Big Data has been a hot topic for many businesses for the last ten years as we have come to realize that those who have the most data will win in business. If you are the head of your data and analytics department, chances are you have been tasked to share your insights within your organization or at businesses conferences around the world and tell people why it matters. This means that you are going to need to learn how to master the art of giving presentations and speaking in public. Especially when your audience doesn’t have the level of data literacy as you do. So you will need to break down the concepts into small digestible pieces of information during the presentation, basically make it simple as possible
The purpose of a presentation may be to inform, to identify a problem and provide a solution, or to persuade or influence the audience. The specific purpose of the presentation will dictate the style of the speaker.
Similarly, the audience is another determining factor when delivering a presentation since this will determine whether specialist terms can be included or rather whether non-specialist jargon is used. The audience will also determine one’s approach when delivering a presentation as it will dictate whether the situation will be a formal or an informal one.
Effective Presentation Skills
The opening of a presentation should aim to greet the audience in a friendly manner and introduce the subject matter of the presentation in a clear and concise manner.
During the delivery of the presentation, many of the professional public speakers on Big Data avoid reading at all costs since this creates a barrier between the speaker and the audience and has the potential risk of losing the audience’s attention altogether. When delivering a presentation one must ensure that the audience is kept interested at all times by delivering an audience focused presentation.
These simple public speaking tips will ensure that a presentation is delivered with success.
- Speak in a clear and audible manner – using clear diction and a slightly slower pace than that used in a conversation assists in delivering a presentation in an audible and clear tone.
- Vary the tone of voice – speaking in a monotonous tone will make a presentation boring and exhaust the audience.
- Utilize non-verbal cues – being enthusiastic about the subject matter will make an interested audience. Aim to make eye-contact, control your gestures and mannerisms and try to smile from time to time.
- Answer questions professionally – ensure that you do not ignore anyone who wishes to ask a question. Always answer one question at a time.
Dealing with the Audience When Delivering a Presentation
The speaker’s responsibility is to attain the objectives of the presentation and to deliver all the points relating to the subject at hand. Although most of the time the audience is receptive to the delivery of a presentation it is always good practice to be prepared for trying situations by following these simple guidelines:
- A member who is in disagreement will hardly be convinced during a presentation. If a member interrupts more than once aim to accept the participant’s comments politely but ask politely to continue the discussion in private once the presentation is over.

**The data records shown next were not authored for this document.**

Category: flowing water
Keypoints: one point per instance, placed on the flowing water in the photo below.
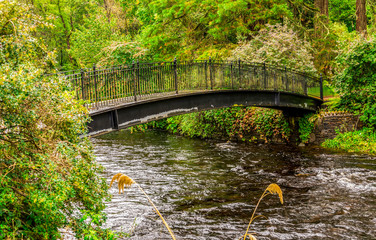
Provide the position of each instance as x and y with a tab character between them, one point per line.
208	189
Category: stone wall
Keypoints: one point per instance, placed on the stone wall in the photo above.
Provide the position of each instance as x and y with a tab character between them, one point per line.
327	124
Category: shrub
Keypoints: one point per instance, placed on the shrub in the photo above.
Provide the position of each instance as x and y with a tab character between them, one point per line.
49	178
277	45
363	140
356	83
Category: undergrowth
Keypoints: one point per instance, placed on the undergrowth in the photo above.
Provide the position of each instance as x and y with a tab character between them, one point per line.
236	123
363	140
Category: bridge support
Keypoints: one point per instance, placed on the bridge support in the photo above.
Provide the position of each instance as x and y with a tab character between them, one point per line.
131	114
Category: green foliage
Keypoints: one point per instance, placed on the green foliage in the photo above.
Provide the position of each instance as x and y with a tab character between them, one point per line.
363	140
190	29
343	11
277	45
356	83
49	178
18	43
96	42
306	126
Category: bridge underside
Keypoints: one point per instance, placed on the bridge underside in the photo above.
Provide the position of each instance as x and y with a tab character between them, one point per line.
130	114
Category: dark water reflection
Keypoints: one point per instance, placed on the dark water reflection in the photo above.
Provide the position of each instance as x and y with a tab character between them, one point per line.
208	189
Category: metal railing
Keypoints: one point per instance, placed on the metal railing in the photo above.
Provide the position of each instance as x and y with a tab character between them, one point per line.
105	87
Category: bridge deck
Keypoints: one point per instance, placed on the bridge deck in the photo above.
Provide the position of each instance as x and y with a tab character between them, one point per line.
121	96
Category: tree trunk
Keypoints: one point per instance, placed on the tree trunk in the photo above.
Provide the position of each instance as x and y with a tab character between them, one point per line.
322	6
361	18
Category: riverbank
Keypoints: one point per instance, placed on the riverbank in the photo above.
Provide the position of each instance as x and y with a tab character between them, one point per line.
247	124
331	129
207	190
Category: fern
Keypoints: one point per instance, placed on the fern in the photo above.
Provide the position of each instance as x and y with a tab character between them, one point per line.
124	180
271	189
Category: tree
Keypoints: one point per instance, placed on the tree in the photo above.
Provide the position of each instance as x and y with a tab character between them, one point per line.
361	18
193	29
49	177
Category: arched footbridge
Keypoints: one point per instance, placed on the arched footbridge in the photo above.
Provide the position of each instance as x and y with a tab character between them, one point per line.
127	95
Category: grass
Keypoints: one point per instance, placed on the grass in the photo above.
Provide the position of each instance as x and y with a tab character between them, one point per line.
124	180
360	141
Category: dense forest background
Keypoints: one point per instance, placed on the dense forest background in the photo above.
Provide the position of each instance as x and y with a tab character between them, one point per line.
48	175
77	33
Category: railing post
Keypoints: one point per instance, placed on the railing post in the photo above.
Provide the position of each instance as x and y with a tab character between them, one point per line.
82	84
176	75
287	81
95	86
134	82
210	74
206	74
321	88
265	82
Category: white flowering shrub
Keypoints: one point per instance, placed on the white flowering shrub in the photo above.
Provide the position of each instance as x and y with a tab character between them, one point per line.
277	45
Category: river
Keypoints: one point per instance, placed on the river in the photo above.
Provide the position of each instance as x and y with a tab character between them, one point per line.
208	189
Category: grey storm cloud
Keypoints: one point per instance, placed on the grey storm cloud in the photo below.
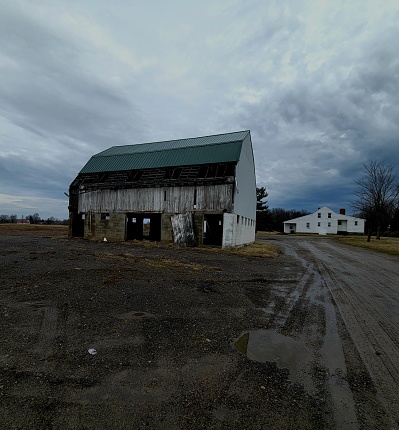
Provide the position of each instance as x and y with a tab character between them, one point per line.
317	87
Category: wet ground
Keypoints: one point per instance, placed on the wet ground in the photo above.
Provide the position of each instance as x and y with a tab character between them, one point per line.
107	336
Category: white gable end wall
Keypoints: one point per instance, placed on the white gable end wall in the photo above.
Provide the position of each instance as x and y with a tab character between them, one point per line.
239	226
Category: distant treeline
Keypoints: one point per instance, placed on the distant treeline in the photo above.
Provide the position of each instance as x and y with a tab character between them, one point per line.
30	219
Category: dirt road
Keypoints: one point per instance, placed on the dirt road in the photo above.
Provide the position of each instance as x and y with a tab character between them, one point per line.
365	288
107	336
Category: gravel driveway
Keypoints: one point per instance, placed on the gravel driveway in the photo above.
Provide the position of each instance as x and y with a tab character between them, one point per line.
138	336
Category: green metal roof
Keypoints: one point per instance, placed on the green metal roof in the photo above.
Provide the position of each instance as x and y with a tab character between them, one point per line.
183	152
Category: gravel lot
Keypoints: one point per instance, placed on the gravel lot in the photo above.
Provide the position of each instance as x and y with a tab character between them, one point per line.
142	336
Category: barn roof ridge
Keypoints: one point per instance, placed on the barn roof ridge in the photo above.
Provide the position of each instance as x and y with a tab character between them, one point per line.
156	146
224	147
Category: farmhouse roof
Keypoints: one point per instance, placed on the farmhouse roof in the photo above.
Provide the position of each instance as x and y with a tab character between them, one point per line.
219	148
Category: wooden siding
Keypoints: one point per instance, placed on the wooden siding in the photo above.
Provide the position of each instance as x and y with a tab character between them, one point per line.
162	199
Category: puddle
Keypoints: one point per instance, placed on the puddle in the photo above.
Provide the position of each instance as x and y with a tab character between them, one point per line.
268	346
135	314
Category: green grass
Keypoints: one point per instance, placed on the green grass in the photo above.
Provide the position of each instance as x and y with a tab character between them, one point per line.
387	245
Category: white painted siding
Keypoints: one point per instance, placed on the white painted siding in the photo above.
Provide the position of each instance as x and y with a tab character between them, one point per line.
245	192
237	230
328	222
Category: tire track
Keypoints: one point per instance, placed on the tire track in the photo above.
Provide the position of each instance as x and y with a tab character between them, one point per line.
362	316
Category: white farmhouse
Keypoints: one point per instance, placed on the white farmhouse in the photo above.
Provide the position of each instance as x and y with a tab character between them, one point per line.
325	221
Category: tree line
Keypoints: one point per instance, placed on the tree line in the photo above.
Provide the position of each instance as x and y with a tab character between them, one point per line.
376	200
32	219
272	219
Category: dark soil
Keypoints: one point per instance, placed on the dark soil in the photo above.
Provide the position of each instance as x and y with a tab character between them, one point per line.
163	323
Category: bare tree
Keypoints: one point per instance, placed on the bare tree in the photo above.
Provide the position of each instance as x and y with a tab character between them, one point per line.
377	194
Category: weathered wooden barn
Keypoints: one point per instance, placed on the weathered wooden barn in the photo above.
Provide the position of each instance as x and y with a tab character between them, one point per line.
196	191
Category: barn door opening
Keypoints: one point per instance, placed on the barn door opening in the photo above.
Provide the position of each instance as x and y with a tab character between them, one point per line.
78	220
143	226
213	229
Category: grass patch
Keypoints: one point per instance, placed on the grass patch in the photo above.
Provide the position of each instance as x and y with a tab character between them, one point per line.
387	245
10	229
257	249
160	263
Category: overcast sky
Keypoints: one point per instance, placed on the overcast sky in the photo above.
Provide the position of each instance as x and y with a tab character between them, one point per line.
316	83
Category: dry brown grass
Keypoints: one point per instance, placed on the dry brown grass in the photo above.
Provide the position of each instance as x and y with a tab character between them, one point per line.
257	249
9	229
163	263
387	245
264	250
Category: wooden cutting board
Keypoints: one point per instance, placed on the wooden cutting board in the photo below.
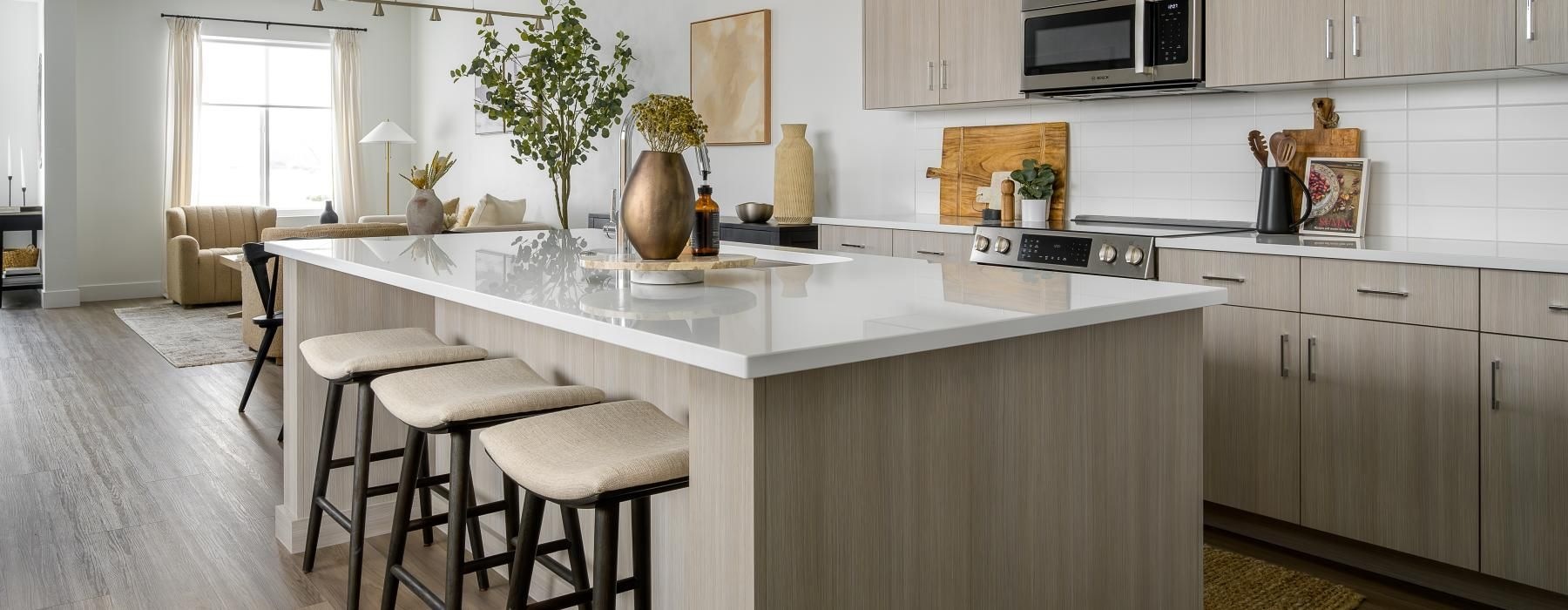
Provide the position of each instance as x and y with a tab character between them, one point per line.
971	154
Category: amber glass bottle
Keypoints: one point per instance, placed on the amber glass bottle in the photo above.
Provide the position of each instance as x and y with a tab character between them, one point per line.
705	233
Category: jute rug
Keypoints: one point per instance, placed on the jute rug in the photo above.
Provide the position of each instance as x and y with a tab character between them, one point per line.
1239	582
188	337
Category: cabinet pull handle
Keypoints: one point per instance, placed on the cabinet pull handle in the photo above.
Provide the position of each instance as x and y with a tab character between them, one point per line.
1311	369
1285	343
1328	38
1401	294
1495	402
1355	35
1529	19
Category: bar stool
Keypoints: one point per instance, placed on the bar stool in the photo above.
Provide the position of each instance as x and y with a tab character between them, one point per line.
360	358
593	457
458	400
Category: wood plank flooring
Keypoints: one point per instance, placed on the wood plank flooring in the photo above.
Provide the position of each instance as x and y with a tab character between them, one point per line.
127	484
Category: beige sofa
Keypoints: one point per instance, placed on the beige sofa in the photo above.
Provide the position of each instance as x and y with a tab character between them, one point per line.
196	237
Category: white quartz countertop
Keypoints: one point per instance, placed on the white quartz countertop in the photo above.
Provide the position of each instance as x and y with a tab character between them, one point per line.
801	311
1403	250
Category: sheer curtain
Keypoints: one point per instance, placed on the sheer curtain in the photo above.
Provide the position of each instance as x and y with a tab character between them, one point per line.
347	176
184	99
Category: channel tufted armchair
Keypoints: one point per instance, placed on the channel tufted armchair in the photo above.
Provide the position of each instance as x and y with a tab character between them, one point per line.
198	235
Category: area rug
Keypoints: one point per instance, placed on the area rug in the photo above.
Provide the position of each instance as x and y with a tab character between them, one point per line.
188	337
1239	582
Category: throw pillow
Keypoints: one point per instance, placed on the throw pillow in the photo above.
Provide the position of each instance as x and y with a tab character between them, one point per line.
493	212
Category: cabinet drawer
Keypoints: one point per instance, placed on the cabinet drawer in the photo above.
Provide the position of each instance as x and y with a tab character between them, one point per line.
1532	305
860	241
1254	280
932	245
1429	295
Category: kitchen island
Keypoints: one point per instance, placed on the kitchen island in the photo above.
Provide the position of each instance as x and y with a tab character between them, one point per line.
866	431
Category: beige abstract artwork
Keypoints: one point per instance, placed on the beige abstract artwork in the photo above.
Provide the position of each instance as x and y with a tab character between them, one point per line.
731	78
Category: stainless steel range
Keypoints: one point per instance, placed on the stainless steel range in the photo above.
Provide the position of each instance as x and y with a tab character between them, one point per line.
1098	245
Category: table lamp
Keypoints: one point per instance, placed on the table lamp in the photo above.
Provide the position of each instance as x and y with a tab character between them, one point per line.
388	133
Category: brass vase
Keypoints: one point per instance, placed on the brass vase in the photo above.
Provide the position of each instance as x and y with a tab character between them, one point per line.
659	206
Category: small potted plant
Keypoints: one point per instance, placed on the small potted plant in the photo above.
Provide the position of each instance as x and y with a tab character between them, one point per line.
658	211
1035	184
425	214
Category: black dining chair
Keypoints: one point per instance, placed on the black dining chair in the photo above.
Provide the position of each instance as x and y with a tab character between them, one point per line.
270	320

- Although audience participation is often welcome, ensure that all the objectives and targets are met within the time frame stipulated. If disruption occurs remind the audience that the set targets will not be met.
- Avoid entering into an argument at all costs.
- Any points raised can be listed on a flip chart to avoid the repetition of contentious issues.
Preparation will assist the speaker in delivering a professional and an effective presentation in a confident and efficient manner. And lastly, remember to rehearse the presentation beforehand and try to obtain the constructive criticism of a colleague.